There has been a lot of discussion on what to do with sawdust and shavings produced while woodworking. Many people use there's for mulch, gardening, and animal bedding. Others have used them for heating. While a pile of sawdust doesn't burn very well, there are ways to get it to burn better. I saw a post on this forum where the author discussed making fire starters. Elsewhere on the web, I have seen people all over the world using some type of press to compact a mixture, including sawdust, into blocks or disc shape briquettes. That is what brings me to this post.

I have always had to haul my shavings and yard debris to the local burrow waste area. Recently, I acquired a wood stove and searched for means of burning my wood waste. Since I have difficulty burning usable wood, this seemed logical. There are videos on youtube showing demonstrations of these presses. One site I found was from the Beaverton Rotary. They developed one press they call the Petterson press.
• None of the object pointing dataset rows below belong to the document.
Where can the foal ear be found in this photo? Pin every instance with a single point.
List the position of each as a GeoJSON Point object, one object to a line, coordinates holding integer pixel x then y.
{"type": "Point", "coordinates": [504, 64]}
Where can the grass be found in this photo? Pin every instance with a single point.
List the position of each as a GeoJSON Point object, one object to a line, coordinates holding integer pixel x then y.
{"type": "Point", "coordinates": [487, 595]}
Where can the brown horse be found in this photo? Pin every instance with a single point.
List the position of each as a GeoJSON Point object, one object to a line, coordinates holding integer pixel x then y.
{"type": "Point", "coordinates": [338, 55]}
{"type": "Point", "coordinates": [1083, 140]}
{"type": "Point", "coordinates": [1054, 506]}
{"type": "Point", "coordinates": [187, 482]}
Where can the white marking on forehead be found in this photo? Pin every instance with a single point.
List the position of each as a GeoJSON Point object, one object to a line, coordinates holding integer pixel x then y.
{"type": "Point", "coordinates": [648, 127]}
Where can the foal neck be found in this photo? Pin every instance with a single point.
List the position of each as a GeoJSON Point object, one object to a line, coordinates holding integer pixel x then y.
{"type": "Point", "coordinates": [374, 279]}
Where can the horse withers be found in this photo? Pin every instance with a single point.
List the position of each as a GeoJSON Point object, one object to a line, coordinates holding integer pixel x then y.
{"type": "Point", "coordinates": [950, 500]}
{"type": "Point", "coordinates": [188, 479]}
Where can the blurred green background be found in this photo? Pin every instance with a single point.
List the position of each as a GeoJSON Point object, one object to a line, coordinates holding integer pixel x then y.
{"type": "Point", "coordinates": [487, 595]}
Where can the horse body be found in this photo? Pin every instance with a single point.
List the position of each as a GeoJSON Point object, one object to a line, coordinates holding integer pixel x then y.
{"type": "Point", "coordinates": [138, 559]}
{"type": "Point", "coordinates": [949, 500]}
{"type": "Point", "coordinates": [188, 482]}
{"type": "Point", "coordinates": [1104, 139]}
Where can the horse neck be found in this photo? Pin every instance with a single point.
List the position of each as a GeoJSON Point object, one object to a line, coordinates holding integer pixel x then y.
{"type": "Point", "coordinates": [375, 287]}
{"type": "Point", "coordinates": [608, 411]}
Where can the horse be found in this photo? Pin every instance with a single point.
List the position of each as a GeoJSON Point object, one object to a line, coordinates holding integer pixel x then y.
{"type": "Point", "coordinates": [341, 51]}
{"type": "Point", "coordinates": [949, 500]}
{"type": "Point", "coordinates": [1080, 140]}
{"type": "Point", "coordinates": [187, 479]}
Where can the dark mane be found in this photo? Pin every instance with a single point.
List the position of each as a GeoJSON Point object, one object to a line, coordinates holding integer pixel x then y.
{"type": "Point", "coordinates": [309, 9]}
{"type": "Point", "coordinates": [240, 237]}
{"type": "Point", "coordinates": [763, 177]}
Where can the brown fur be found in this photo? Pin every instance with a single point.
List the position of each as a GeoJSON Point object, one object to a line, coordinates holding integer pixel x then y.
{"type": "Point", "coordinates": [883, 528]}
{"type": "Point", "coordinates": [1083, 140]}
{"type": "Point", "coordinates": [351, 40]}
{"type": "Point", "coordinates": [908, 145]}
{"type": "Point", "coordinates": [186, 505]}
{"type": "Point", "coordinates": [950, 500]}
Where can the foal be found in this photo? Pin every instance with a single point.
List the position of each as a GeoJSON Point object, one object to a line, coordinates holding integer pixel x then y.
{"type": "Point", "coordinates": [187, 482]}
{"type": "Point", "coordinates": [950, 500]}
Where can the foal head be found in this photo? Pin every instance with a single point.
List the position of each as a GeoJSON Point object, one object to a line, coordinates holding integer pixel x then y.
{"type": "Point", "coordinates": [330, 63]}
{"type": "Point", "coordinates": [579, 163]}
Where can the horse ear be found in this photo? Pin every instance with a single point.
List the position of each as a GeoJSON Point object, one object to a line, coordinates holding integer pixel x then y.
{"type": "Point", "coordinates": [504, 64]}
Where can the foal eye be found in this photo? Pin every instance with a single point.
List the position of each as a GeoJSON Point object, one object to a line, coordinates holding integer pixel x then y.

Here is a link. They build these presses for third world impoverished countries. These briquettes use all kinds of waste including paper, sawdust, grass clippings, pete, ect…

I realy like the idea so I drew up some quick plans to build one. One uses a hand lever, the other, I am thinking about using with a scissor jack. Here are some pictures of my ideas. Please let me know what you think.

This part attaches to the bottom of the container. It has pvc pipes that allow the water to drain off the briquettes while they are pressed.









Here is the one using a jack. Sorry, jack isn't show. It will go upside done on the top of the press.


----------



## Mario (Apr 23, 2007)

Awesome, thank you so much for the link. I live in the great white north and have been contemplating that same thing.

Thanks.


----------



## Julian (Sep 30, 2008)

Looks like a great use for all the sawdust I accumulate. I wonder if straight sawdust would work or if it needs paper mixed in?


----------



## RetiredCoastie (Sep 7, 2009)

Very nice. Do you have any info on approximately how many BTUs a briquette will generate and how long do they burn before you need to add another briquette, based on the PVC Peterson press? I like the concept and would like to learn more on how efficient it would be in a 20' by 20' shop. I like the press that uses the PVC pipe, easier to build, smaller foot print for storage and would seem to be better at water extraction. Great post!


----------



## rizay (Dec 13, 2009)

I don't know about the btu's. I have read that they will burn for about an hour. That would depend on how big they are I would assume.

I am sure straight sawdust will work. I will try it and let you know for sure.


----------



## airman (Aug 5, 2009)

very interesting. If possible could I get a copy of your finished plans? This would be a great way to use up my sawdust.


----------



## PurpLev (May 30, 2008)

thanks for the idea, and link. always looking for green concepts.


----------



## rizay (Dec 13, 2009)

No problem. As soon as I finish a few things I'll give everyone a copy of the plans. Keep watching this thread, I'll post them.


----------



## rizay (Dec 13, 2009)

I thought about using the pvc for the press but I am concerned about storing them during the summer. I think the blocks might be better.


----------



## JRod (Dec 10, 2009)

That is a great idea as I wondered what else would be in the mixture.

I take the sawdust/shavings and compact them into a coffee can add a small amount of kerosene,this makes a fire starter for the kindling.

Thanks again


----------